Self-supervised Stage Visual Transformers
||Self-supervised Stage Visual Transformers|
||Hao Hu <firstname.lastname@example.org>|
||Kungliga Tekniska högskolan|
||2021-07-01 – 2021-10-01|
Deep neural networks have achieved supreme success in various computer vision tasks in the past decade. Although recent research trends indicate that attention-based models such as visual transformers, have more potential than conventional convolutional neural networks (CNN) in reaching better performances, their nature of being hungry for large amount of labeled training data becomes a major obstacle for further applications. This project aims to alleviate such problem by exploring ways of training attention-based models in self-supervised settings, such that networks can still achieve competitive performances with significant less or even little labeled training data.

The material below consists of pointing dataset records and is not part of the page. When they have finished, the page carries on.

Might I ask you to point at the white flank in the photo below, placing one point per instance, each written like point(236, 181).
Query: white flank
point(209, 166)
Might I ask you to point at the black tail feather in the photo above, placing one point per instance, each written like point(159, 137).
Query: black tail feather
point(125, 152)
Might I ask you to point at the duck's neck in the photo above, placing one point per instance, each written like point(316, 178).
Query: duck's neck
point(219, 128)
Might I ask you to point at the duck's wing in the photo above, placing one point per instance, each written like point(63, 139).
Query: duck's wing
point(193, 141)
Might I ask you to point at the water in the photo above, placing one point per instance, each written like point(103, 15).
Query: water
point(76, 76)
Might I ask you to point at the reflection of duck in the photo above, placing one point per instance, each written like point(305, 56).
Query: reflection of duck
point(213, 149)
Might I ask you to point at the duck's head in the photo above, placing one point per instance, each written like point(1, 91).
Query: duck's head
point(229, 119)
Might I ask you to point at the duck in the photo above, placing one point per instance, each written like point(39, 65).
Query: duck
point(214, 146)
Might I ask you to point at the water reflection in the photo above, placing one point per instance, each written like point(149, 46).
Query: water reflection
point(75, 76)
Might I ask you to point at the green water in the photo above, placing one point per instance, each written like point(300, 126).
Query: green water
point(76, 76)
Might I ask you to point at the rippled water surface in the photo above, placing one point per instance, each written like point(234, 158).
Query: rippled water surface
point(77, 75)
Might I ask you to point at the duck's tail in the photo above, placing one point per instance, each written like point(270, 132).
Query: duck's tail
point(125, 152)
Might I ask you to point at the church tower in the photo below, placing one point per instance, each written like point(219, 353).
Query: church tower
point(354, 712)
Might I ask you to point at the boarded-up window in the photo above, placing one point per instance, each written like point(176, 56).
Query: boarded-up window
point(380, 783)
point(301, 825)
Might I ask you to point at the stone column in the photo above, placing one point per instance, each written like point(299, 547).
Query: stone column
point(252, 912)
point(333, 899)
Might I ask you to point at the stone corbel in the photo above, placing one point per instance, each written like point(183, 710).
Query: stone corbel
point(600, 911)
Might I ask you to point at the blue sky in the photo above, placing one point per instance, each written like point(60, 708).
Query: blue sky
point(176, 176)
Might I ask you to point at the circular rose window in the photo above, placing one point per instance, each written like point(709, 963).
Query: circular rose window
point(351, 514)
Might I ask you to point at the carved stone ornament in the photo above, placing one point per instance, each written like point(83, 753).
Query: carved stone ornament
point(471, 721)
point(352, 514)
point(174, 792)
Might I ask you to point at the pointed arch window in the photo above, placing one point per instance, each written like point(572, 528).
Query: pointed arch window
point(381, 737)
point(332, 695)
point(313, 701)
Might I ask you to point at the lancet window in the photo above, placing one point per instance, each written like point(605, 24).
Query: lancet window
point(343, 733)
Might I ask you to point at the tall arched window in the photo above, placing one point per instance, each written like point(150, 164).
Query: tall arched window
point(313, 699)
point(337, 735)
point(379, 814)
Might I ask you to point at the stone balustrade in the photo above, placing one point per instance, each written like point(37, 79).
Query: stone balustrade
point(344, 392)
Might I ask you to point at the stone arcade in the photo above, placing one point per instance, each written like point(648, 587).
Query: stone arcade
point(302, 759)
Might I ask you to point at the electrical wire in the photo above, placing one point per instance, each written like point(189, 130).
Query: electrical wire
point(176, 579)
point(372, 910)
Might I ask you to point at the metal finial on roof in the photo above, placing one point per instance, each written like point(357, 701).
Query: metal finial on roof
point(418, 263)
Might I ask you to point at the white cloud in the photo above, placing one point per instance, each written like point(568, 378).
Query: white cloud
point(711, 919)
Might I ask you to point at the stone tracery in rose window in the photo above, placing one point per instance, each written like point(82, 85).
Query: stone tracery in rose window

In big data era, it becomes easy to collect large amount of data from different sources, which makes training deep neural networks on large scale datasets possible. However, it is much harder to acquire similar amount of corresponding labels at the same time due to various reasons like expensive human labour, lack of expertise, etc. With such factors in mind, we can highlight the importance of our project from two aspects. First, as an emerging topic from AI domain, self-supervised learning has shown its potential do be an imperative solution of leveraging large-scale unlabeled training data. On the other hand, recently developed models such as visual transformers imply that huge data volume is still the key to build powerful AI systems. Thus, there are great chances that our project can make fundamental contributions for improving the state-of-the-art deep learning models with significantly less labeled data. Second, considering the excellent transferabilities demoed by latest self-supervised models, we believe the methodologies developed by our project are also with great generalization abilities, which means they can be easily adopted to diverse downstream task while still keep the performance. This brings additional values for specific tasks and real world applications, where available labeled data is usually limited.
In our project, we will develop novel approaches in terms of both network architectures and self-supervised training schemes. More specifically, we are going to improve the architecture of the latest visual transformers by incorporating newly designed attention-based modules, and train the improved networks with new objectives that fit for the attention modules. We will test developed methods by training them on different large-scale classification benchmarks including ImageNet without labels. Besides, we also plan to evaluate the transferabilities of developed methods by fine-tuning them on fine-grained classification benchmarks such as CUB-birds, etc. There are also some additional ablation study-related experiments included in the evaluation. We expect all of these experimental evaluations can be supported by Berzelius computational resources. We also expect to submit our methods and evaluation results to one or two top venues for publication at the end of the project. All the data used for evaluation will be from public benchmarks.